On Speeding-up Parallel Jacobi Iterations for SVDs
We live in an era of big data and the analysis of these data is becoming a bottleneck in many domains including biology and the internet. To make these analyses feasible in practice, we need efficient data reduction algorithms. The Singular Value Decomposition (SVD) is a data reduction technique that has been used in many different applications. For example, SVDs have been extensively used in text analysis. The best known sequential algorithms for the computation of SVDs take cubic time which may not be acceptable in practice. As a result, many parallel algorithms have been proposed in the literature. There are two kinds of algorithms for SVD, namely, QR decomposition and Jacobi iterations. Researchers have found out that even though QR is sequentially faster than Jacobi iterations, QR is difficult to parallelize.

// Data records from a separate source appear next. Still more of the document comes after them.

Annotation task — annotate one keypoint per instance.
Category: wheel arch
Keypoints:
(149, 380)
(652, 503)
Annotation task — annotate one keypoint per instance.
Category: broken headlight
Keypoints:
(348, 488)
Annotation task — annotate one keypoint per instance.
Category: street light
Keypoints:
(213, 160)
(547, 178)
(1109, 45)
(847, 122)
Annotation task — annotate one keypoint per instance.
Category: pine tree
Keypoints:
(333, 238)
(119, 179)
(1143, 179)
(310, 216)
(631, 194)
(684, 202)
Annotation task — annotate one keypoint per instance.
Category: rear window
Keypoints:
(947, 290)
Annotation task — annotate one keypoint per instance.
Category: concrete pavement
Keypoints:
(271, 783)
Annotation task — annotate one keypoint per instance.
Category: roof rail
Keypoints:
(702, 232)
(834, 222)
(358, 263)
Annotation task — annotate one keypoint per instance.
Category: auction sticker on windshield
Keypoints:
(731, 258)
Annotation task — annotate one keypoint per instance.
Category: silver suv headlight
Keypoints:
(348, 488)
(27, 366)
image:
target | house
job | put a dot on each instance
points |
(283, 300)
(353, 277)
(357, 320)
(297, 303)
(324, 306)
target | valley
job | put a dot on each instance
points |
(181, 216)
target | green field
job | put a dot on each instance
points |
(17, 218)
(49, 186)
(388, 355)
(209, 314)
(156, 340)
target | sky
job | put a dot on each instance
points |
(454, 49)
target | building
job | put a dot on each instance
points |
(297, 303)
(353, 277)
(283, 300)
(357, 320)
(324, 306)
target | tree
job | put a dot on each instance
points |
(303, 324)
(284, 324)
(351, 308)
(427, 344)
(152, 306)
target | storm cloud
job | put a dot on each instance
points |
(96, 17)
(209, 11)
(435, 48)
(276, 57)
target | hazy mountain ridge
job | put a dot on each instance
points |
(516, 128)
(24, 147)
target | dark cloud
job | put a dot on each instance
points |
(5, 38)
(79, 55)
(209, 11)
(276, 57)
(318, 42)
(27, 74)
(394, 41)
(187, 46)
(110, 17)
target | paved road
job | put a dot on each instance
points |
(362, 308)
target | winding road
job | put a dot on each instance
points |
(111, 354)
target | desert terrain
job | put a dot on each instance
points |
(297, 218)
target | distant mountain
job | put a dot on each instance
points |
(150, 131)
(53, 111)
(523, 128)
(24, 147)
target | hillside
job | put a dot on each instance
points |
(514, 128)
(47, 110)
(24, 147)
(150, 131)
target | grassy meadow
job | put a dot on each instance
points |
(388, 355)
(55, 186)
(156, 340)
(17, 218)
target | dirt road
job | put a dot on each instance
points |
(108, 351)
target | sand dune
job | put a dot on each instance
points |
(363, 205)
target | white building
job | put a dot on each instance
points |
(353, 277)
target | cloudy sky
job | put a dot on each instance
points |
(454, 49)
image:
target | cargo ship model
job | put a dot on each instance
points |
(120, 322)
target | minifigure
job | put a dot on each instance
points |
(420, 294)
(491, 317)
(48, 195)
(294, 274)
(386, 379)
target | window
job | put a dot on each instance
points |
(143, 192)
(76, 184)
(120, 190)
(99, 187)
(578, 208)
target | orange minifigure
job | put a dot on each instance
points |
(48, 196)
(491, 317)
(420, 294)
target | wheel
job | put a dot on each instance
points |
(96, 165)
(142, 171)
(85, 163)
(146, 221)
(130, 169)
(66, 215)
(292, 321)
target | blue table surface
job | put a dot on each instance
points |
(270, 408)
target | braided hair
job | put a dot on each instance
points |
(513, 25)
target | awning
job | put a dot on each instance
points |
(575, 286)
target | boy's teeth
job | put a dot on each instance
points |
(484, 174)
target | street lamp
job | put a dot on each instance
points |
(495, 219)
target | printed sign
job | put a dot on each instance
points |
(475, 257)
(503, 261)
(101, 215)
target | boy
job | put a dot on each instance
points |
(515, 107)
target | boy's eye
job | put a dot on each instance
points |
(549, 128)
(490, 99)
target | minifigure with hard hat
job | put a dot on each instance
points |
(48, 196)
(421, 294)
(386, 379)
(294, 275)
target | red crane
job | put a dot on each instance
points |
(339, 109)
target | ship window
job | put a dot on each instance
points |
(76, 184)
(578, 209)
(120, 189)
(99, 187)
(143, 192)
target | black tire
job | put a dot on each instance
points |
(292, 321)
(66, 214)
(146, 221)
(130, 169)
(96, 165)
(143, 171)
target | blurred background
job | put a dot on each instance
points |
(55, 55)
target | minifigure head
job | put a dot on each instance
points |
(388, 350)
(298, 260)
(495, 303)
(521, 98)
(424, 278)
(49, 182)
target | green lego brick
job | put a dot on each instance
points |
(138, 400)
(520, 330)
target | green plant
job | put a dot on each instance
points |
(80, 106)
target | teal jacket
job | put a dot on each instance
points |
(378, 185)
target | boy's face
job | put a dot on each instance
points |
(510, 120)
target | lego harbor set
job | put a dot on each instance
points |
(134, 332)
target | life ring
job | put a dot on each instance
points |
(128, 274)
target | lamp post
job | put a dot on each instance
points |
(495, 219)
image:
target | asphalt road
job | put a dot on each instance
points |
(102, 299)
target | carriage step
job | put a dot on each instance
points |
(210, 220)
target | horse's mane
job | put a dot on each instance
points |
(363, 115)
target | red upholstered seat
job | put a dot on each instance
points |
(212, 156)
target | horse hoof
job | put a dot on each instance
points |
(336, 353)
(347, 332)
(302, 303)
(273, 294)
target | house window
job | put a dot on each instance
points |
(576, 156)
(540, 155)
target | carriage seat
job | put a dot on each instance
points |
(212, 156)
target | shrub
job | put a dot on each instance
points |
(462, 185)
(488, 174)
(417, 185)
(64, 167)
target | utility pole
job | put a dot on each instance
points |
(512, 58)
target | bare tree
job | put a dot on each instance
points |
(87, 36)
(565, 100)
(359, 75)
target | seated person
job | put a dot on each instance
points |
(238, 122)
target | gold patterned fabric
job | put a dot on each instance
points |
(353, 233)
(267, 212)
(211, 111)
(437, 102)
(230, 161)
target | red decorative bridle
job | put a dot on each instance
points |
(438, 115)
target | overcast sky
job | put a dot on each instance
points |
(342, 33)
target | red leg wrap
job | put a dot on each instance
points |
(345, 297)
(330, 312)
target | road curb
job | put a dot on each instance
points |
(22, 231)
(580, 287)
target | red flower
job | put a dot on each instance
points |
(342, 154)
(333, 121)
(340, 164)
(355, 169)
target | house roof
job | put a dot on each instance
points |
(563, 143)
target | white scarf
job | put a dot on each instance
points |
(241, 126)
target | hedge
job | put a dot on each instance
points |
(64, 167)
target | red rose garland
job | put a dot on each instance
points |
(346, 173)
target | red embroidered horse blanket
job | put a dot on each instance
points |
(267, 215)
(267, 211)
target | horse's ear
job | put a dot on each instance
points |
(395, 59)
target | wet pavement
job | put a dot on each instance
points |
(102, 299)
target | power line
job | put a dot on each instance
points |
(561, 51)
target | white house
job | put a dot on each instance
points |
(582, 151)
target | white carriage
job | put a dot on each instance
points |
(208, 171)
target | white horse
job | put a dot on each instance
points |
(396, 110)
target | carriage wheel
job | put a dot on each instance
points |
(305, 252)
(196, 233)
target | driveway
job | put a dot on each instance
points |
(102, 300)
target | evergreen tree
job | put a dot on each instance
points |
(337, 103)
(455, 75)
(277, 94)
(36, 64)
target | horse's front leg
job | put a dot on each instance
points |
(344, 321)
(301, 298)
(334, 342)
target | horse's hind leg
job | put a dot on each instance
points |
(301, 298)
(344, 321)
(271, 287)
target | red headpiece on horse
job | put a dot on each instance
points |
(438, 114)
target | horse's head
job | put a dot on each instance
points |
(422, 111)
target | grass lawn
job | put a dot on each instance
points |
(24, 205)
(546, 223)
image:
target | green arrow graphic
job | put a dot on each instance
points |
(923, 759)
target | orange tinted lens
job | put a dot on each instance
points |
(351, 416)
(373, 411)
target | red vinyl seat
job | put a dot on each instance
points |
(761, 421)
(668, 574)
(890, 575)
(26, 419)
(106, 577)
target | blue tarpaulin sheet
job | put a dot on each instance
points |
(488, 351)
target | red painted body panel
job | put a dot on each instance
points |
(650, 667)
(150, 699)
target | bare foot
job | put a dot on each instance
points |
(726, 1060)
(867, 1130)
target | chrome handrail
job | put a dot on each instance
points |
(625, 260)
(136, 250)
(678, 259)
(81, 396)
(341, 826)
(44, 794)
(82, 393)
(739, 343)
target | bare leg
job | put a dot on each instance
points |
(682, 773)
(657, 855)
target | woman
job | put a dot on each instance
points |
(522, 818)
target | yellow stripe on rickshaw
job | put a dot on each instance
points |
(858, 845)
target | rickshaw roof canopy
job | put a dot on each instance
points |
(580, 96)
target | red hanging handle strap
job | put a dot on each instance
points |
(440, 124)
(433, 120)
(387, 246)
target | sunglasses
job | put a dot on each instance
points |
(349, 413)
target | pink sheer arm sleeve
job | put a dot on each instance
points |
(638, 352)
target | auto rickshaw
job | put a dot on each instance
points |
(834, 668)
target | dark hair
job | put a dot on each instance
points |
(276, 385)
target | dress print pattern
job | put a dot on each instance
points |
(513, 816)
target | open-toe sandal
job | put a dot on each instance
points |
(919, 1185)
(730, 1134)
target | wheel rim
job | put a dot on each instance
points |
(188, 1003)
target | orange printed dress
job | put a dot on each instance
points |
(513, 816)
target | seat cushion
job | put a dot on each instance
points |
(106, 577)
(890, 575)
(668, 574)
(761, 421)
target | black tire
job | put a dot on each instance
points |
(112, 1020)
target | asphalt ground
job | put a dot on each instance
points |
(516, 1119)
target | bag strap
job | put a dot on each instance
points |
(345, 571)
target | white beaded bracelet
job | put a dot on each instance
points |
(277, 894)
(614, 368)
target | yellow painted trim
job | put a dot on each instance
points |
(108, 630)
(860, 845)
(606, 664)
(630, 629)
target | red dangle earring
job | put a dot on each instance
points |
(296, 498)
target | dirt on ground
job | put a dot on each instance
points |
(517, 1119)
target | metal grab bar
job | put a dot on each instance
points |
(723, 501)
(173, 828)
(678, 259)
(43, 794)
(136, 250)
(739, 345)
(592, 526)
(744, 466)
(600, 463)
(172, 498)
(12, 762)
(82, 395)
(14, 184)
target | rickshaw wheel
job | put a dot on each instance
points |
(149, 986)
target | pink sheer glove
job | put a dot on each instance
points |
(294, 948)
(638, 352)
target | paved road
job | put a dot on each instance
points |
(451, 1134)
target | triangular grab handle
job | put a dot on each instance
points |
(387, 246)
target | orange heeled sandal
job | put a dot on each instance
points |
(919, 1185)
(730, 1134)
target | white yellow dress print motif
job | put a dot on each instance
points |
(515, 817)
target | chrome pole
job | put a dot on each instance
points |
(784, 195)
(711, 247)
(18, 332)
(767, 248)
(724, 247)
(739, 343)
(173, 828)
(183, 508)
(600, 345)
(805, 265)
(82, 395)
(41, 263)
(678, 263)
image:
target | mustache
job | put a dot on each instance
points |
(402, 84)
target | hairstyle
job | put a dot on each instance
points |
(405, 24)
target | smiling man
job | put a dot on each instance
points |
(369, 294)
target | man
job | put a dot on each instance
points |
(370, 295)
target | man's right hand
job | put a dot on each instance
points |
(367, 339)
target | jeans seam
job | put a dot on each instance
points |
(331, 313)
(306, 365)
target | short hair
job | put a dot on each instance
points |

As a result, most of the parallel algorithms in the literature are based on Jacobi iterations. For example, the Jacobi Relaxation Scheme (JRS) of the classical Jacobi algorithm has been shown to be very effective in parallel. In this paper, we propose a novel variant of the classical Jacobi algorithm that is more efficient than the JRS algorithm. Our experimental results confirm this assertion. The key idea behind our algorithm is to select the pivot elements for each sweep appropriately. We also show how to efficiently implement our algorithm on such parallel models as the PRAM and the mesh.